Thursday, March 19, 2009

Teachers... What for?


Photo: By E.M. (Wall of the secretariat of the Faculty of Architecture of the CUJAE* course 2007-2008)

I take my usual bus and run into a 16-year-old boy I know from the neighborhood who gives me his seat. He’s wearing the uniform of the technical school, I know he studies in the morning because we see each other sometimes on the P4 route, I imagine he’s going home. But no, he tells me he’s going to a new school: of mathematics. I ask him if it’s difficult (for me math has always been difficult) and he tells me, smiling, that he is the professor. He can tell by my face that I’m astonished, but how can I avoid an, “How can you be the professor?! …Um… is it that there aren’t any professors?" I don’t want to get heavy and start preaching about what I think of the students in the second year of technical school giving classes (I was one of them so I know perfectly well what a disaster it is). Furthermore, the poor kid isn’t the one at fault, I’m sure they sent for him and put him between a rock and a hard place: teach classes for a place in the university, the kind of blackmail typical within the Ministry of Education

I ask the age of the students, I imagine that he will be teaching in a high school or something like that. He laughs, seeming to think I’m an alien from another planet to ask such a question, he answers--as if I’m a child of the age when they always say “why”--with patience. “I’m giving classes to people my own age, in the afternoons.” This is where I completely lose it, “But kid, how can you give classes to people your own age if you’re taking the same classes yourself?!” He doesn’t lose his composure. Blessed adolescent who understands everything and knows nothing!
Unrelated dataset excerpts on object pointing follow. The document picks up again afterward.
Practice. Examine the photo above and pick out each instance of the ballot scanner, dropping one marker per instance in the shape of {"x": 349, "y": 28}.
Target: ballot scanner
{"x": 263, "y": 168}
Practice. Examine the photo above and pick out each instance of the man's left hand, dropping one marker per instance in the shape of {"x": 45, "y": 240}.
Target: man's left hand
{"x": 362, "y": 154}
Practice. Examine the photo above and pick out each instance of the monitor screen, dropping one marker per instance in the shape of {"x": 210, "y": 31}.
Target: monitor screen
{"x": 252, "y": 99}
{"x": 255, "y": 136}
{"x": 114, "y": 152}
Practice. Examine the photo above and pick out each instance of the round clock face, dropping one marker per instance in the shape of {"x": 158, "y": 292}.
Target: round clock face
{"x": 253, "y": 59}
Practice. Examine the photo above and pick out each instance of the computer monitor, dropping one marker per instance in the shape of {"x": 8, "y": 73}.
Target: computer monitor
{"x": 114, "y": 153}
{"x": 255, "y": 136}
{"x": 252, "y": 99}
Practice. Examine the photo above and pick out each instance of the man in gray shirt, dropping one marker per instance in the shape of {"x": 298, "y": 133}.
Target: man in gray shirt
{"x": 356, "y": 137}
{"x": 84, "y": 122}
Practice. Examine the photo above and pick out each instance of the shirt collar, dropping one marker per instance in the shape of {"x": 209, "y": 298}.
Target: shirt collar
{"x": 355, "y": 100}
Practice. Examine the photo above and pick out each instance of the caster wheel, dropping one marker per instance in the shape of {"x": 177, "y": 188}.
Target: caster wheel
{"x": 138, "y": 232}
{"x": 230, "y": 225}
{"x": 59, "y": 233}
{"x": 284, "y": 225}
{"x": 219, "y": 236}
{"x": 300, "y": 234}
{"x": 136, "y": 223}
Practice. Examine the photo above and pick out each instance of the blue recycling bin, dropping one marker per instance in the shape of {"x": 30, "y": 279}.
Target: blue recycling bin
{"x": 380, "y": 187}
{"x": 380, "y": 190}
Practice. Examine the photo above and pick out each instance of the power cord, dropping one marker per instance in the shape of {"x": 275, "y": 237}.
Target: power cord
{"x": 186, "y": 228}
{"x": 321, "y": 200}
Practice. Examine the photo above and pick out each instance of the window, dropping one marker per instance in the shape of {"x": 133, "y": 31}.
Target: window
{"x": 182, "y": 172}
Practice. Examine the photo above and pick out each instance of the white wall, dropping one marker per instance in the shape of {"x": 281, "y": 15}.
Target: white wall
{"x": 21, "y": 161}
He explains, (you can tell he likes me because otherwise he’d have gotten rid of me), “I take the mathematics class in the mornings, from the professor, and then in the afternoon I give the same lecture he gave me.”

The absurdity is beyond me, I say something along the lines of, “what should be happening,” or “poor students,” I don’t really remember because at the time I was trying to control myself. (In a difference of opinion with some intellectuals and official Cuban journalists, I don’t think the bus is a platform for free expression, unless they decide to hold the upcoming meetings of the Communist Party on the “Alamar-Calixto García” route.) But his answer puts an end to the conversation: "I’m not going to pick a fight, if they understand me better than the professor."


A small note on the photo: E.M., who was a professor at CUJAE* at the time, tells me that the “subject” was new, so the University of Havana sent a professor to teach it. After a while the G2 showed up at the faculty and took the teacher away in a patrol car: the professor had been having political problems and even had given some “subversive interviews.” The students confirmed that what went down in class was “coquito con mortadela” (in a short time and in spite of the material he taught he’d become very popular among the students). Though I don’t have his name or the dates, the story is stuck in my memory as a real-life tropical version of the professor in “Master and Margarita” and I regret not having enjoyed some of his classes.

Translator's notes:
CUJAE = [Cuba] José Antonio Echeverría Superior Polytechnic Institute (Includes schools of architecture, and computer, civil, electrical, industrial, mechanical and chemical engineering.)

Window sign: It says that there is a class on Fidel Castro's "Reflections" -- a regular column in the daily newspaper. It is a required class and there will be a final exam.